Von der Objekt- zur Subjektsubventionierung
Freie Wahl in der Betreuungseinrichtung: Die Gemeinde leistet finanzielle Unterstützung mit direkter Auszahlung an die Eltern.
Während auf eidgenössischer Ebene alle drei Vorlagen am vergangenen Abstimmungswochenende verworfen wurden, hiessen die Zolliker den kommunalen Antrag gut: Bei einer Stimmbeteiligung von 47 Prozent haben die Stimmberechtigten an der Urne mit 2435 Ja zu 1138 Nein dem Beitragsreglement für die vorschulische familienergänzende Kinderbetreuung zugestimmt. Das neue Reglement erlaubt allen Eltern die freie Wahl der Betreuungseinrichtung innerhalb der Gemeinde. Finanziell unterstützt wird, wer die Voraussetzungen wie Wohnsitz und Krippe oder Tagesfamilienverein mit Standort in Zollikon sowie Einkommen und Vermögen bis zu einer bestimmten Grenze erfüllt. Die Auszahlung erfolgt direkt an die Eltern.
Wechsel des Finanzierungssystems
Mit der Einführung der Subjektsubventionierung wechselt die Gemeinde ihr Finanzierungssystem. Bis anhin hatte die Gemeinde den Verein Kinderkrippe Zollikerberg, welcher 1965 seine erste Krippe in Zollikon eröffnete, mit einem jährlichen Defizitbeitrag unterstützt. Diese Beiträge erlaubten es dem Verein, einkommensschwachen Familien und Alleinerziehenden einen Krippenplatz zu günstigen Konditionen anzubieten. Mit der wachsenden Nachfrage an familienergänzenden Betreuungsplätzen baute der Verein sein Angebot laufend aus, was den Anteil der subventionierten Plätze und somit den Defizitbeitrag stetig erhöhte. Seit längerem reichten die Gemeindebeiträge nicht mehr aus, weshalb der Verein zur Deckung des Ausgabenüberschusses sein Eigenkapital einsetzen musste.

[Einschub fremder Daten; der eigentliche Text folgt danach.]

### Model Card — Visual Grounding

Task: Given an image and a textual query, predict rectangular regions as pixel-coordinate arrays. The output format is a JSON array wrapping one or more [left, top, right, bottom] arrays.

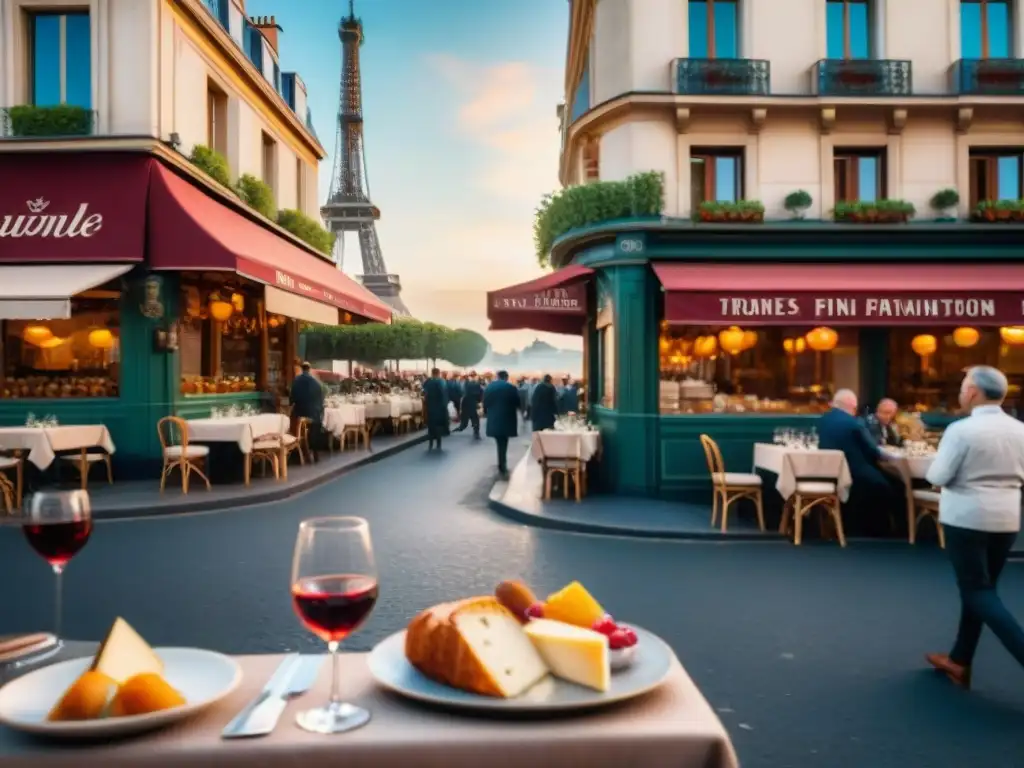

Auch entwickelte sich in dieser Zeit das Angebot stark. Leistete die gemeinnützige Institution vor 135 Jahren noch Pionierarbeit, bieten heute mit den Kinderkrippen Bienehuus, Ferdinand, KIDSatLake, Kidsplus, dem Tagesfamilienverein Zollikon und der Tandem International Multilingual School sechs weitere private Einrichtungen Betreuungsdienstleistungen an. Diese Entwicklung veranlasste den Gemeinderat zur Ausarbeitung eines neuen Finanzierungsmodells, bei dem nicht eine einzelne Einrichtung, sondern die Eltern direkt unterstützt werden.
Freie Krippenwahl
Mit dem Wechsel von der Objekt- zur Subjektsubventionierung erhalten die Eltern die freie Wahl und können jene Krippe auswählen, die ihren Bedürfnissen am besten entspricht, erklärt Otto Bieri, Leiter Wohlfahrtsabteilung der Gemeinde. «Aufgrund des neuen Beitragsreglements können die Eltern im Sekretariat der Sozialbehörde einen Antrag auf finanzielle Unterstützung stellen, wenn sie die im Reglement genannten Voraussetzungen erfüllen.» Theo Gerber, Inhaber der Kinderkrippe Bienehuus in Zollikon, begrüsst den Entscheid der Gemeinde. Er, der noch Krippen in vier weiteren Gemeinden führt, kenne es nicht anders, als Abkommen mit den Gemeinden zu haben. «Für mich ist es der politisch einzig richtige Weg.» Auch Sonja Maechler-Dent von der Tandem International Multilingual School findet das neue System grundsätzlich gut, da auch sie schon Anfragen von interessierten Erziehungsberechtigten hatte, die sich heute die Betreuung im Tandem nicht oder nicht vollumfänglich leisten konnten. Kritisch fände sie aber den im Beitragsreglement festgelegten Tagestarif von 120 Franken, da die meisten Krippen höhere Tarife verlangen würden.
Soziale Durchmischung
Für die Vereinspräsidentin der Kinderkrippe Zollikerberg, Gabrielle Stoll Corti, kam der Wechsel des Finanzierungssystems sehr abrupt und bescherte ihrer Krippe eine Menge zusätzlicher Arbeit. Dennoch findet sie es sehr sinnvoll, dass die Eltern in Zukunft die Beiträge direkt von der Gemeinde erhalten werden. Auch würde sich der administrative Aufwand für die Krippe verringern, da sich die Eltern direkt an die Gemeinde wenden müssten, um Unterstützung zu erhalten. Ihr liege auch die soziale Durchmischung sehr am Herzen, die mit der Einführung der Subjektsubventionierung erreicht würde. «Wir haben in unserer Krippe nicht nur Kinder aus finanziell besser gestellten Familien, das tut allen Kindern gut.» Entschärfung brächte die neue Regelung auch für das Problem mit den langen Wartelisten für einen Betreuungsplatz, da nun auf andere Krippen ausgewichen werden kann. Ob es mit sechs verschiedenen familienergänzenden Einrichtungen nicht bald zu einem Überangebot kommt, wird die Zukunft zeigen. (mmw)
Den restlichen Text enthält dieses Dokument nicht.